Russell Wallace wrote:
On Mon, Apr 28, 2008 at 4:15 PM, Richard Loosemore <[EMAIL PROTECTED]> wrote:
 We are arguing past each other.

That was the impression I had, yes.

 The reference you cite talks only about "complicatedness" --- as in, the
opposite of simplicity.  In other words, the common usage of "complexity".

 This has nothing to do with the very specific thing that is called
"complexity" in the sense of "complex systems" --- the things that are
studied all the time by people such as those at the Santa Fe Institute:

Complexity in the complex systems sense means there is no analytical
shortcut from the behavior of the parts to the behavior of the whole,
so that to know the behavior of the whole requires detailed simulation
or physical experiment. This phenomenon is ubiquitous in all the
examples I've given.

Completely false.

The type of complexity that dominates a system will, generally speaking, occur only under certain circumstances. In none of the examples you have given do those circumstances apply. Not one.

It is almost never the case that complexity *dominates* a system. You can always find trivial examples of complexity in pretty much any system, but in 99.999% of systems, the complexity plays no significant role in the overall behavior of the system, at the level of interest.

We understand some of the circumstances that most often cause massive effects of complexity (the four characteristics I listed before), and these circumstances occur only rarely in natural systems. They certainly do not appear in any of your examples.

I have repeated this same explanation to you many times, and you have always come back with no defense that takes into account any of these arguments: instead of addressing the above in an attempt to show that the systems do contain a significant amount of complexity, you do nothing except repeat the same unsupported assertions.

Since you have done this ad nauseam, and since you are also bellicose and abusive in your comments, I have finally lost patience: you are now consigned to the killfile, along with Arthur T Murray and Mike Tintner.

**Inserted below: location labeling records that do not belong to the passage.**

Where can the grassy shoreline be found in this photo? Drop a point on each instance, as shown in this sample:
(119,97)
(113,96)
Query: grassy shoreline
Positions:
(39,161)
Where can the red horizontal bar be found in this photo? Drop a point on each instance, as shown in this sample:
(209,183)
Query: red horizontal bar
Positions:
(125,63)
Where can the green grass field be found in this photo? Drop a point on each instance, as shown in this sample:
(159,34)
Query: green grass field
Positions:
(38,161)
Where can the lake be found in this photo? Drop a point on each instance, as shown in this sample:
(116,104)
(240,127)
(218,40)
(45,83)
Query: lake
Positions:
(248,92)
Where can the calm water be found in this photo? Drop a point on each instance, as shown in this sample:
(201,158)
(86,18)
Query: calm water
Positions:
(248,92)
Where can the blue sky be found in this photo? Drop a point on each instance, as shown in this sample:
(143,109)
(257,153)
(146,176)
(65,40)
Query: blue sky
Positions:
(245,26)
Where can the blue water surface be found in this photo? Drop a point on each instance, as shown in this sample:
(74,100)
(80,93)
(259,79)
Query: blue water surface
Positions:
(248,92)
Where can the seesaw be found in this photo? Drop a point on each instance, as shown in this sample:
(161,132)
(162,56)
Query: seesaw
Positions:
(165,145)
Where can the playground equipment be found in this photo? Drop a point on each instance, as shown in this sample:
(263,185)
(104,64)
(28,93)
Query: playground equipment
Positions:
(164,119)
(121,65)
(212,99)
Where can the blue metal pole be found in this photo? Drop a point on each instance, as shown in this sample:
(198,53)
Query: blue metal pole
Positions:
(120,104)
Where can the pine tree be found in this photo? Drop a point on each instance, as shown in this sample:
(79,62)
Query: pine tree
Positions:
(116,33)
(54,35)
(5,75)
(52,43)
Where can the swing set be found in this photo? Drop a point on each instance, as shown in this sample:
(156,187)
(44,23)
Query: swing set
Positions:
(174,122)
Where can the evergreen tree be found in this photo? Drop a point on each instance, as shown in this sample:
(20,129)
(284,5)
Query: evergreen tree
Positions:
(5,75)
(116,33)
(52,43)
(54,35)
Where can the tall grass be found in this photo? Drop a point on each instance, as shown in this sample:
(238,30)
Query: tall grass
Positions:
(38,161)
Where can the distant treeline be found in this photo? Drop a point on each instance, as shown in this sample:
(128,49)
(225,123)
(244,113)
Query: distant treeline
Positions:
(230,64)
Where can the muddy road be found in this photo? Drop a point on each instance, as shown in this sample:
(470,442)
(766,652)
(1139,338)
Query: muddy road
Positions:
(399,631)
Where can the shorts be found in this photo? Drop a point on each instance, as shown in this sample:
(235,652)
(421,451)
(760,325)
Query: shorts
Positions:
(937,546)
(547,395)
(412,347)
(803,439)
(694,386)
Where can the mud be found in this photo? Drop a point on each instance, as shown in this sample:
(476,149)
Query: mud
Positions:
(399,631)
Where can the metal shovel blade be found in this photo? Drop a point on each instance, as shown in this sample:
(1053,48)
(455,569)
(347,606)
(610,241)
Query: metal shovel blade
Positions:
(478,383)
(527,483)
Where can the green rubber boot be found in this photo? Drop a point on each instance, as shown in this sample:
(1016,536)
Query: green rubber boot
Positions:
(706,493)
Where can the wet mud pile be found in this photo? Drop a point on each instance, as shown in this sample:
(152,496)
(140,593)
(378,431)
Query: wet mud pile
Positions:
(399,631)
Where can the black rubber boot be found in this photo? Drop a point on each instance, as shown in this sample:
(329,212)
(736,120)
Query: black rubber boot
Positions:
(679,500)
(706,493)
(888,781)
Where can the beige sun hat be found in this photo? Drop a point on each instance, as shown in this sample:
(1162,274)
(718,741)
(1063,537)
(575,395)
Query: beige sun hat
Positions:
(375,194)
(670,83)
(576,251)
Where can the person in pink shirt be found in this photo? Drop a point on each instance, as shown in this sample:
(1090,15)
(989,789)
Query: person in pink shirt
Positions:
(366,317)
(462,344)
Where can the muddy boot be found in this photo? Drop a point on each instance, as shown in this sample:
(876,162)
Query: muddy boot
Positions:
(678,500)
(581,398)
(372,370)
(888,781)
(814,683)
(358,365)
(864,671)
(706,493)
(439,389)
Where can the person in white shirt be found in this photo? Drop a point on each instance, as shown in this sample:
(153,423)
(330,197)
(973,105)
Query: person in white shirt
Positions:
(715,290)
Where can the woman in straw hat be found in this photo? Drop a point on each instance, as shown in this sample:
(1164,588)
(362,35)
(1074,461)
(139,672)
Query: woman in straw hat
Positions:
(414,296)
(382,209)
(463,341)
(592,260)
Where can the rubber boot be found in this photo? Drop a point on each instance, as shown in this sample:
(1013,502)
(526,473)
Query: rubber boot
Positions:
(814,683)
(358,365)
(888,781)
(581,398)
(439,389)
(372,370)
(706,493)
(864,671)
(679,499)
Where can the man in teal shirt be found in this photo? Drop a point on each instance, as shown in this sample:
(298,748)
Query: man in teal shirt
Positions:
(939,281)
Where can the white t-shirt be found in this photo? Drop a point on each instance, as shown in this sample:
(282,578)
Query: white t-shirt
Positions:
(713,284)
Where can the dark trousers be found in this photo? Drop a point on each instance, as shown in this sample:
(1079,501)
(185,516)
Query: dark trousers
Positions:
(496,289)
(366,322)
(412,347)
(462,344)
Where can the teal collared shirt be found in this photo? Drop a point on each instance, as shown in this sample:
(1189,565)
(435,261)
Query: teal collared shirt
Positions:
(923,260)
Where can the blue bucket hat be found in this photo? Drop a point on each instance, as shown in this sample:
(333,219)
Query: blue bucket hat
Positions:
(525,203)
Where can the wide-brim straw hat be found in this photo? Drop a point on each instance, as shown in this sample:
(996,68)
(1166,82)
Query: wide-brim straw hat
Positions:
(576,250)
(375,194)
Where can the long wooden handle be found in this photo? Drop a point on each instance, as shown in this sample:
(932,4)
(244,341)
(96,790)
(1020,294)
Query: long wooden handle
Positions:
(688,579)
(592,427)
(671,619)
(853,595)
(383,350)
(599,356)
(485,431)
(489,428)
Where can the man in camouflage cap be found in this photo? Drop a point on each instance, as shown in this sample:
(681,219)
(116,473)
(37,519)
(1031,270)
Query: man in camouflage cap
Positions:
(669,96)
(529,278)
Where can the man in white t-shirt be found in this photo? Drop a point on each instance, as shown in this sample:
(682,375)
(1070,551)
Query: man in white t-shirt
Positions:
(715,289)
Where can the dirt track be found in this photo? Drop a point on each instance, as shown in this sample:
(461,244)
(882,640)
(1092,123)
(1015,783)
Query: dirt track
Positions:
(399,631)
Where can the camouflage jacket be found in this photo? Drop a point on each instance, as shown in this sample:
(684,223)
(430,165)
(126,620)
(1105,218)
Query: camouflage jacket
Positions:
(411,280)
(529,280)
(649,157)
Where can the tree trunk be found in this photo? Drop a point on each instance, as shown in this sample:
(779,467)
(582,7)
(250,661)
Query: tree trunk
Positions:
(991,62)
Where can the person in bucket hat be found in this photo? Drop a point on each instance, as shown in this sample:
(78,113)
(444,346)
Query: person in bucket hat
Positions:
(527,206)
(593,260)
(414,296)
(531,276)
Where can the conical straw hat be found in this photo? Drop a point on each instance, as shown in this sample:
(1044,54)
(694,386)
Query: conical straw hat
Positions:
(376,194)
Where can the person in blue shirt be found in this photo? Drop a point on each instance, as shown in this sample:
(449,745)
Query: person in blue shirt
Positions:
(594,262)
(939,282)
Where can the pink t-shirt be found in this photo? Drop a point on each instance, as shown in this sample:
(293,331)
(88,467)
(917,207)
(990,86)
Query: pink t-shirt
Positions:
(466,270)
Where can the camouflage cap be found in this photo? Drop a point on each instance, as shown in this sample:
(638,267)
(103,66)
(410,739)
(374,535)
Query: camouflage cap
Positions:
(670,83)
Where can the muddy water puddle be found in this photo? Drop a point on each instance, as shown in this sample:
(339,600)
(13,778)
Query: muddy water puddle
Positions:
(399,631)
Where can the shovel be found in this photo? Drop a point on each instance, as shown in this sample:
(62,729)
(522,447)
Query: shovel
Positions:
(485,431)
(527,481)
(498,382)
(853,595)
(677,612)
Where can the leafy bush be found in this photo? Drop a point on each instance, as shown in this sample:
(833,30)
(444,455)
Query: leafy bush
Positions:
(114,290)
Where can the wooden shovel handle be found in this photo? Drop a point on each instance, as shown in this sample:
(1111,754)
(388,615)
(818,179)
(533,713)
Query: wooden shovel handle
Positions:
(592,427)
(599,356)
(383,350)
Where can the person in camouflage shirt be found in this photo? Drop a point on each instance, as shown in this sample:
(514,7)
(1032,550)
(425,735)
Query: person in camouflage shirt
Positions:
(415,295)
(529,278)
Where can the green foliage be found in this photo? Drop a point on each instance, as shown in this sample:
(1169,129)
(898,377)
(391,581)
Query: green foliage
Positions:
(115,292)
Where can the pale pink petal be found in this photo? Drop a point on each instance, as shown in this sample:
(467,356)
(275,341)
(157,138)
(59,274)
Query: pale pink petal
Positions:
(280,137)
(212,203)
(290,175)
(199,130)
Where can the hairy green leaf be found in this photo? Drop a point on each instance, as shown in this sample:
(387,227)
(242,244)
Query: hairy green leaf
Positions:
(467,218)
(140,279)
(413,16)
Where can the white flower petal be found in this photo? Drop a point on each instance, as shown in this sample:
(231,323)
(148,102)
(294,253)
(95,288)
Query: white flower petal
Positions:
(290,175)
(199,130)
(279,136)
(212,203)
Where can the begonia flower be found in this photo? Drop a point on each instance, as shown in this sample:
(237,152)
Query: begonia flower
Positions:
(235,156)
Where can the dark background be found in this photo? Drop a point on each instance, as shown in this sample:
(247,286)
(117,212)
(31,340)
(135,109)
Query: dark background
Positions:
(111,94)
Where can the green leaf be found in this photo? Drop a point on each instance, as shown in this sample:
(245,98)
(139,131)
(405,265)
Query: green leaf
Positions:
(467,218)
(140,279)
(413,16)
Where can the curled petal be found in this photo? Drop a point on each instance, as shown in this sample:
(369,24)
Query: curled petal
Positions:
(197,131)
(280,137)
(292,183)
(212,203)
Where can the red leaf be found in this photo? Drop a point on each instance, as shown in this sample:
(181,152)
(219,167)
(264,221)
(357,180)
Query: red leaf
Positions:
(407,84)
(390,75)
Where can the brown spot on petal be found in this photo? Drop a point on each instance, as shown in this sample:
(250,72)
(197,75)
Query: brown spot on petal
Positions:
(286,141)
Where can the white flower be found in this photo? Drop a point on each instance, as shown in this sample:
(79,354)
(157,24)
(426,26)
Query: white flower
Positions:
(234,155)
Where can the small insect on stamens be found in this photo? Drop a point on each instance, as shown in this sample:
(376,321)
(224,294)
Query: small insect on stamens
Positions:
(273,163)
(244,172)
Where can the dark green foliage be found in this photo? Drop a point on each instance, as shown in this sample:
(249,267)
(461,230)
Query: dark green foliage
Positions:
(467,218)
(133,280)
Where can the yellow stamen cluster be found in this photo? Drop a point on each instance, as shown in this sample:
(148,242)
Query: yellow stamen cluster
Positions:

I look to this list as a place to debate issues, not as a place where careful, painstaking arguments are met wth a barrage of abuse.

Bye.



Richard Loosemore



 The point is that there is a difference between the two that is an absolute
killer:  you can use human ingenuity to overcome most complicated systems,
but it is easy to cross the line and try to build something that, in fact,
is *complex* (technical sense) ..... and if you cross that line, you can
apply your ingenuity till the end of the universe and you will still have
made zero progress.

You would agree the human brain, at least, is complex? Yet it was
developed before the end of the universe, by trial and error - which
is one of the tools in the repertoire of human engineers.